Устройства, которые каким-то занятным и новым способом подражают природе, всегда привлекают простые умы. […] Говоря философски, падограф выжил в качестве эквилистского символа, как доказательство того, что механическое устройство способно к воспроизведению личности (258).
Говоря философски, роман работает как падограф. Само искусство письма, как его практикует Набоков, является адекватной моделью утопии. Драматический финал подрывает утопическую власть автора, когда он, появившись перед взглядом героя, но также и читателя, приобретает человеческие черты. Так работает антиутопия.
Жизнь как комментарийВот сюжет Бледного огня. Беглый король скрывается от революции и преподает филологию в американском университете. Его разыскивает тайная служба, и он живет под чужим именем. Впрочем, он охотно рассказывает свою историю соседу, американскому поэту. Об этих европейцах никогда не знаешь, что правда, а что нет, — мог думать сосед, слушая рассказы филолога-гомосексуалиста о королевстве Зембла. Но и в Америке свои странности. Поэт как раз заканчивал очередную поэму, когда был застрелен на пороге своего дома. Беглый король уверен, что стреляли в него и что убийца был подослан его заокеанскими врагами.

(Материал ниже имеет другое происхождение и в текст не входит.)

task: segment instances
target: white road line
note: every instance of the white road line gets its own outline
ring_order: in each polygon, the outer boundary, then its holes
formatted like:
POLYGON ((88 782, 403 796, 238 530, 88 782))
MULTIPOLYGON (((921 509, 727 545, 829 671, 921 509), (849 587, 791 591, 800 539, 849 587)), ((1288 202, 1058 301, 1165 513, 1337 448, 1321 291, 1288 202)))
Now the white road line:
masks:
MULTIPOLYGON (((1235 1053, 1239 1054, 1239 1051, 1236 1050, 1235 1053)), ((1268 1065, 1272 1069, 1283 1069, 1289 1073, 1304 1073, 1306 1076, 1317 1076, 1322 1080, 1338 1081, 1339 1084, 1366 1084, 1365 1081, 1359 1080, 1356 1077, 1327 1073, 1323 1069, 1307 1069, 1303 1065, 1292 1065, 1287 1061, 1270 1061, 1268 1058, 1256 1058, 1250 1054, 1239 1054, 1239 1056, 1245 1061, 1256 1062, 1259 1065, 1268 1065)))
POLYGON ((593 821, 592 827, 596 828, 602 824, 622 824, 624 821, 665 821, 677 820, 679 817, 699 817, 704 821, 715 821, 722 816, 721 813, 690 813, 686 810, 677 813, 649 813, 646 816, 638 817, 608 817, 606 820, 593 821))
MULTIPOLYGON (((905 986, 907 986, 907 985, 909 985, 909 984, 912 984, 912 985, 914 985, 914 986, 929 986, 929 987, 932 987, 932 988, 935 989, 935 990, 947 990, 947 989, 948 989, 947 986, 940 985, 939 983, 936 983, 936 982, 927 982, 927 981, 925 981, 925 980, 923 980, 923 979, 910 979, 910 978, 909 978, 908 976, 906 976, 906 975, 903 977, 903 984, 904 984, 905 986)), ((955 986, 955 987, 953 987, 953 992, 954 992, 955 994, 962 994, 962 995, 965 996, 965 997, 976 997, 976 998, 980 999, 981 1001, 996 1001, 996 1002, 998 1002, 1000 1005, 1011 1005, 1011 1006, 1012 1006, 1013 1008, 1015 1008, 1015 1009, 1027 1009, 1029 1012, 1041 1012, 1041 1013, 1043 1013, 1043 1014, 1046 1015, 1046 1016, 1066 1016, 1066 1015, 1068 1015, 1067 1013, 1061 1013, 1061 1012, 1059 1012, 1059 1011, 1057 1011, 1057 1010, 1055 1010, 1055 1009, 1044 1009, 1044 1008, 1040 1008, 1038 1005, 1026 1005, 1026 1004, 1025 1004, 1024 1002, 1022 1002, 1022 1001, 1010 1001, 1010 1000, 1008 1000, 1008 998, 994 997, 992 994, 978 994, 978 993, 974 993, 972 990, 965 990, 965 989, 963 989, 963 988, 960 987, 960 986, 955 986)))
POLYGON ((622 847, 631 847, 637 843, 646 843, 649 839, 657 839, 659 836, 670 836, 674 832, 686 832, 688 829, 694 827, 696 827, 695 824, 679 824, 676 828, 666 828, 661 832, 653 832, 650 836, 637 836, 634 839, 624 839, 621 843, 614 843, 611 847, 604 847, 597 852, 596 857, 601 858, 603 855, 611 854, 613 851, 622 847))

Беглые короли всегда волновали автора. Его отец В. Д. Набоков написал манифест об отречении последнего русского монарха, процарствовавшего один день Михаила. Более смутное предание гласит, что сам В. Д. Набоков был незаконнорожденным сыном Александра II. Писатель с надлежащим юмором рассказал эту историю первому своему биографу. «Я чувствую в себе кровь Петра Великого», — восклицал он. Его жена попросила его замолчать: она уже знала, что биографы не понимают шуток. Эндрю Филд понял ее реакцию как подтверждение того, что Набоков раскрыл семейный секрет, и навязчиво возвращался к теме[852]. В Других берегах мы узнаем, что прабабка автора одолжила свою карету королю, бежавшему от Французской революции, так что Мария-Антуанетта ехала к своей гибели как русская барыня. Потом мы узнаем такую же историю из времен менее отдаленных: Керенский просил у Набокова-отца его автомобиль для бегства из Зимнего[853]. В Комментариях к Онегину без видимой связи с текстом нам сообщают, что имение Рождествено было резиденцией царевича Алексея, сына Петра Великого, а в 1916-м унаследовано комментатором[854] (жаль, Набоков не писал комментария к пушкинским сказкам, не то бы наверно отметил, что «Царствуй, лежа на боку» рифмуется с его фамилией). В Аде то же Рождествено помещено в сказочную Амероссию, а герой не король, но биллионер, каким был бы и автор, не случись на его земле революции.
Набоков дважды приступал к роману о беглом короле. В марте 1957 года он бросил эту работу, чтобы заняться английским Онегиным с его невероятным комментарием. После двухлетнего перерыва, в октябре 1960 года, Набоков вновь сел за Бледный огонь. За это время вышла Лолита и были закончены Комментарии к Онегину, а еще прочтен Доктор Живаго. Именно тогда Набоков придумал и записал в дневнике путеводную для нового романа идею: текст будет состоять из стихов и комментариев к ним.